To address the aforementioned problems, we focus on developing effective conversational QA systems from the following three aspects: multiple conversation flow tracking, generative document retrieval, and multimodal knowledge enhancement. In accordance, the research works in this thesis are organized into three parts.
In the first part (work 1 and 2), we investigate research problem 1, which is the core research problem of conversational QA. We innovatively model the intricate interactions among conversations into multiple conversation flows to enhance the question answering. In work 1, we delve into leveraging the conversation context to aid in locating answers in the current-turn. Due to the coherent nature of conversational questions, the corresponding answers tend to be related and organized within logically connected passages on the web. We claim this coherence among answers as answer flow and utilize it to improve the current-turn QA. In work 2, we take the concept of flow in conversational question answering to a new level. We introduce three distinct conversation flows, namely question flow, topic flow, and answer flow. These flows are proposed and utilized to enhance the current-turn Question-Answering (QA) process by considering multi-level information transitions.
The second part (work 3, 4, and 5) explores solutions for problem 2 with the aim of more effective passage retrieval in conversational QA. In this part, we explore a new retrieval paradigm, generative retrieval, and demonstrate its effectiveness in the conversational setting. In work 3, we first propose multiview identifiers enhanced generative retrieval framework, which unifies previous generative retrieval methods in one framework and achieves state-of-the-art performance. In work 4, we further enhance the proposed framework in work 3 by bridging it with the classical learning-to-rank paradigm. In work 5, we apply the previously proposed generative retrieval method to the conversational QA task and demonstrate the excellent superiority of generative retrieval in conversational QA.

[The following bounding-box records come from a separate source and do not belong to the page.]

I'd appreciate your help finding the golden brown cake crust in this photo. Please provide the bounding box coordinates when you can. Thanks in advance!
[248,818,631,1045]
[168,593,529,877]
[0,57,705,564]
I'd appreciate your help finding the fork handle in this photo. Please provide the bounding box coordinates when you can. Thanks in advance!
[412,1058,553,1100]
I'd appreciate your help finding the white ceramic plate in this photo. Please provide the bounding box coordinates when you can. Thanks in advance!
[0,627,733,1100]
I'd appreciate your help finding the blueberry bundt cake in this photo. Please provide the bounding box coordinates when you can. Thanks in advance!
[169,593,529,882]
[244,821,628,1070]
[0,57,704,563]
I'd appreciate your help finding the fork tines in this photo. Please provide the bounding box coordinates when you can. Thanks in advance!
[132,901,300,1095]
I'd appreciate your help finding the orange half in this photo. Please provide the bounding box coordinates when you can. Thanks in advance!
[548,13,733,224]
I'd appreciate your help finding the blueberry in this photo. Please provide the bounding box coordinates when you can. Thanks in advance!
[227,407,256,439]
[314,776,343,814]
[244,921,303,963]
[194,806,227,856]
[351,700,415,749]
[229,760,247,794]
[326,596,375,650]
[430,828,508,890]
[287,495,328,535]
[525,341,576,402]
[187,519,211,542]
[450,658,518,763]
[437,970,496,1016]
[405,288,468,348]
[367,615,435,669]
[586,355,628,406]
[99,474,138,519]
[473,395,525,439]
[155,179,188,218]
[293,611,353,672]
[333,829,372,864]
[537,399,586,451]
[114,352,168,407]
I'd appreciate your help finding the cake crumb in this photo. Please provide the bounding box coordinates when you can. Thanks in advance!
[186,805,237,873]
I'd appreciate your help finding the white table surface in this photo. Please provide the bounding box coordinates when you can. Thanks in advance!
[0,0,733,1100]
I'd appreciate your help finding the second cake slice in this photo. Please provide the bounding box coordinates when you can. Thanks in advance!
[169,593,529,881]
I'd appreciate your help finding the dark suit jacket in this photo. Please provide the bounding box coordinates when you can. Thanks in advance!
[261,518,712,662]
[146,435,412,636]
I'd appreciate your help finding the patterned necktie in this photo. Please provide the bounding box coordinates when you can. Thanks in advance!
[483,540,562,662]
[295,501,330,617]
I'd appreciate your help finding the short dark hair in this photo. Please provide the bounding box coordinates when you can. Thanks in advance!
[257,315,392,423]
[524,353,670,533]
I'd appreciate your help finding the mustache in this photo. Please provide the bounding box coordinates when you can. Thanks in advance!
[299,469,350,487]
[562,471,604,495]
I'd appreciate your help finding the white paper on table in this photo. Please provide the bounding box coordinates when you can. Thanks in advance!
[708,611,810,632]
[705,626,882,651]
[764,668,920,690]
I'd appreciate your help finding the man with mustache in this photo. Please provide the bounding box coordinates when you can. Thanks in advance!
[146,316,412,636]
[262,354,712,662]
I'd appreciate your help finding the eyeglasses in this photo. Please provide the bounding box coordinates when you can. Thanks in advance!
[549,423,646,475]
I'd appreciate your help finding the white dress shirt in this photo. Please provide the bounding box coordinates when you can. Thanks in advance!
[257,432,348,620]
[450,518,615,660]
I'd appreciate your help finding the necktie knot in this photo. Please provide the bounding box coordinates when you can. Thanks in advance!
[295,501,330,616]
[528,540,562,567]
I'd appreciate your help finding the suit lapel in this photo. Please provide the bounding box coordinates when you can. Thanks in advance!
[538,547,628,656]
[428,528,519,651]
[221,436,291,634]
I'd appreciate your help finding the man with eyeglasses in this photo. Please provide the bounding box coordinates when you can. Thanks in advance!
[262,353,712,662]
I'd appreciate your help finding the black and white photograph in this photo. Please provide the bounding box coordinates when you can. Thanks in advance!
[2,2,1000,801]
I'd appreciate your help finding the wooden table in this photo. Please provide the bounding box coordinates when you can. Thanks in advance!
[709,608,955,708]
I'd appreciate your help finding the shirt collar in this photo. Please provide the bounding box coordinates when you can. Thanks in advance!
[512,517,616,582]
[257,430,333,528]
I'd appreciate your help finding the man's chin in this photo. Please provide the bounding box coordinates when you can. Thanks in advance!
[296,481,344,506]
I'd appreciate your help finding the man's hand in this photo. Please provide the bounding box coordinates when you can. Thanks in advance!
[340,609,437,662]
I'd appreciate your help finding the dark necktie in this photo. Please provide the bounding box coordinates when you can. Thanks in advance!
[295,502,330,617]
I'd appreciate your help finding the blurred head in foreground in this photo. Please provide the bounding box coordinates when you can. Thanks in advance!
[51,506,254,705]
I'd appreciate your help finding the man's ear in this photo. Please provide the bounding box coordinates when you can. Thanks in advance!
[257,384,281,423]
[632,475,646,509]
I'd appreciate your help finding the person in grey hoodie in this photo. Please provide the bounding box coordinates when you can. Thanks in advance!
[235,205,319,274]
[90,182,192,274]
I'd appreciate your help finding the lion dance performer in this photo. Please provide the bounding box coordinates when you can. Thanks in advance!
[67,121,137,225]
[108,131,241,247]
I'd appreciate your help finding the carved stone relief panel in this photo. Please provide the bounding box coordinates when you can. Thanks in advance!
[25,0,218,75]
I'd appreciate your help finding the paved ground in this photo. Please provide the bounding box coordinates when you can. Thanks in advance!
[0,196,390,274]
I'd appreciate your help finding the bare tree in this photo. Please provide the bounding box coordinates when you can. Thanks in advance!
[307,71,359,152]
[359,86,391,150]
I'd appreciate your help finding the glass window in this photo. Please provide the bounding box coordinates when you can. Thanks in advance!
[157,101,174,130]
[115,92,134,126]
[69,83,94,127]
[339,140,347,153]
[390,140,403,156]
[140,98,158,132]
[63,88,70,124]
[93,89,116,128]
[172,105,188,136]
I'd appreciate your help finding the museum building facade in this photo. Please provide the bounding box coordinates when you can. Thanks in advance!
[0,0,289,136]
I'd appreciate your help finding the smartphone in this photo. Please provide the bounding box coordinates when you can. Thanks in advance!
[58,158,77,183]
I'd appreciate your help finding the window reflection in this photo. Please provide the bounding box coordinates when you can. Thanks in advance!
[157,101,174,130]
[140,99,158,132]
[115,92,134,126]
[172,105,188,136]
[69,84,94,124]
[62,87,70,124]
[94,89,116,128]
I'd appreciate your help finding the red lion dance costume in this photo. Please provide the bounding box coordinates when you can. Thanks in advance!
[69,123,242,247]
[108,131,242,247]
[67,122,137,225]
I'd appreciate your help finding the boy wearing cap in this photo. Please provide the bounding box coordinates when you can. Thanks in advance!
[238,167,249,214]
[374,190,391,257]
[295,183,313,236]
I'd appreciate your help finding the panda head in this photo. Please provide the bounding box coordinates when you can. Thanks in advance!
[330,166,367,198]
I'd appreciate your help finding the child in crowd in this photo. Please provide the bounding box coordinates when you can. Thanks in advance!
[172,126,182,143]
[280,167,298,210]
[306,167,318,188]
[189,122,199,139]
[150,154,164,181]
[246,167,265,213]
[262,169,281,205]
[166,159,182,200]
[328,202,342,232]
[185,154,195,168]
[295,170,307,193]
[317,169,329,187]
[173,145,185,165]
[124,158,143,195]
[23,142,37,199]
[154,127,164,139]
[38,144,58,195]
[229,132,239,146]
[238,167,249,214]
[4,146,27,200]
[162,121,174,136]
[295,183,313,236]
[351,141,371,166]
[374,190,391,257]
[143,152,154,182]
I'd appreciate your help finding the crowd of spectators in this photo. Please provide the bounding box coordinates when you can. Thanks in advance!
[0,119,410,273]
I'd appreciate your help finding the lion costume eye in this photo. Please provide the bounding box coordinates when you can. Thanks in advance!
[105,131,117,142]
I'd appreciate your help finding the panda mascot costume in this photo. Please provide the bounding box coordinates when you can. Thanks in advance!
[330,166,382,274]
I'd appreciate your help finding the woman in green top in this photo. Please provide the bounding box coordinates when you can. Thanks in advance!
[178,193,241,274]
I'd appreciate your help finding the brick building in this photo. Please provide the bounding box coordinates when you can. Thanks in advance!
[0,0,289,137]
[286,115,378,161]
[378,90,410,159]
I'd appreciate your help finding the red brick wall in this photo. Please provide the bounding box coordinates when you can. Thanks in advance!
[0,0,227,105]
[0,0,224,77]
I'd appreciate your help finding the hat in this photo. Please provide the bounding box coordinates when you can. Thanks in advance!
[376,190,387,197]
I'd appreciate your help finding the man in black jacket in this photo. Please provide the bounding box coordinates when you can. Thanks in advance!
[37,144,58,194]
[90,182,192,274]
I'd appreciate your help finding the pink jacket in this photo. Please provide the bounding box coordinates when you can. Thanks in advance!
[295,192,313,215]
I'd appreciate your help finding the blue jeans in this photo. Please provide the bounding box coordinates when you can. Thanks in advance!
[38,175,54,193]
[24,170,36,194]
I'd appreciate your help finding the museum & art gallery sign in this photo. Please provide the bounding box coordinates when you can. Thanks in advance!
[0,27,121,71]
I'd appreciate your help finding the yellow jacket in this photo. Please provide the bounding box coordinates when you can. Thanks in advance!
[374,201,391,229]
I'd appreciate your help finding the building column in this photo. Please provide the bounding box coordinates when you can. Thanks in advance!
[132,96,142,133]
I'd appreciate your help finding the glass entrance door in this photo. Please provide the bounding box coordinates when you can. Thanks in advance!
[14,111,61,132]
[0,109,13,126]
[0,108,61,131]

The third part (work 6) delves into problem 3 and investigates the multimodal conversational QA problem. Previous conversational QA systems usually rely on one specific knowledge source, which overlooks the visual evidence and does not take the multimodal knowledge sources into account. In work 6, we hence define a novel research task, i.e., multimodal conversational question answering (MMCoQA), aiming to answer users’ questions with multimodal knowledge sources via multi-turn conversations. This new task brings a series of research challenges, including but not limited to priority, consistency, and complementarity of multimodal knowledge. To facilitate the data-driven approaches in this area, we construct the first multimodal conversational QA dataset, named MMConvQA, and introduce a multimodal conversational QA model.
In summary, we study the problem of conversational QA in a systematic way. We demonstrate the effectiveness of the proposed approaches on real-world datasets, which implies the potential of our works when applied in real-world scenarios.